A broker who does this is not just closing a rental deal. They are building a relationship — with a tenant who may buy a property in three years, with an owner who has three more properties to rent, and with a reputation that grows every time someone says: “My broker actually read the agreement with me before I signed.”


A Quick Pre-Signing Checklist for Tenants

Share this with every rental client before the agreement is signed:

Owner and property:

  • Owner’s identity verified — Aadhaar matches title document
  • Owner’s right to rent confirmed — title document seen
  • Occupancy certificate confirmed for the building
  • Society is informed, and the tenant registration process is understood

Agreement basics:

  • Agreement type confirmed — leave and licence or lease deed
  • Registration requirement understood — and who pays
  • Agreement period and commencement date confirmed

Financial terms:

  • Exact rent amount — in numbers and words
  • Due date and payment method specified
  • Late payment penalty clause read
  • Escalation clause understood — rent calculated for full tenure
  • Security deposit amount confirmed
  • Security deposit return conditions — timeline and deduction criteria specified

Exit terms:

  • Lock-in period duration confirmed
  • Lock-in applies equally to both parties — confirmed
  • Notice period confirmed — one month or two
  • Early termination clause read — penalties known

Inclusions and responsibilities:

  • Utility responsibilities specified — electricity, water, gas, internet
  • Maintenance charges — included in rent or separate
  • Furnishing inventory signed — every item listed with condition
  • Maintenance responsibility — tenant versus owner — specified

Society and restrictions:

  • Society rules obtained and read
  • Pet permission — in writing if applicable
  • Sub-letting restriction confirmed
  • Parking spot specified — which one, and for what vehicle

Physical condition:

  • Move-in inspection done — damage noted in writing
  • Photographs taken with timestamps
  • Appliances tested — all working confirmed or exceptions noted
  • Joint inventory signed by both parties

What Tenants Who Read Their Agreements Carefully Do Differently

They do not discover the escalation clause when the renewal notice arrives. They do not find out about the two-month notice period when they need to leave in four weeks. They do not lose their security deposit over damage they did not cause — because they have the photographs and the signed inventory to prove it.

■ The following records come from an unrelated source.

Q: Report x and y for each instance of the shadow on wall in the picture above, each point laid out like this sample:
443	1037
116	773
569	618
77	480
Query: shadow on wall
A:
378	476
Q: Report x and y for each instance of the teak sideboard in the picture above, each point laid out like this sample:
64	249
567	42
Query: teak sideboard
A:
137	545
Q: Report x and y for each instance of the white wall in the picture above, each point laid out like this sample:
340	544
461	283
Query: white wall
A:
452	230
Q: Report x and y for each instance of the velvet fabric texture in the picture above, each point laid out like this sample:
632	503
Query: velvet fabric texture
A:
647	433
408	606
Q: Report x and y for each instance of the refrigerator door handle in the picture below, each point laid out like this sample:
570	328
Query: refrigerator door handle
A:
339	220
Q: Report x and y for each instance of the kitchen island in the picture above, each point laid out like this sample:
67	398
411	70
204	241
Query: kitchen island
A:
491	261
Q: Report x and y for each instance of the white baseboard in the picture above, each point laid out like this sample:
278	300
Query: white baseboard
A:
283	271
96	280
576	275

They moved in informed. And they move out without conflict — because everything that mattered was agreed in writing before the tenancy began.

For brokers, guiding tenants through this process is not extra work. It is the work. A tenant who feels protected, informed, and guided through a rental transaction is not just a closed deal. They are a future buyer, a future referral source, and a client who will say — without hesitation — that their broker was worth every rupee of the brokerage fee.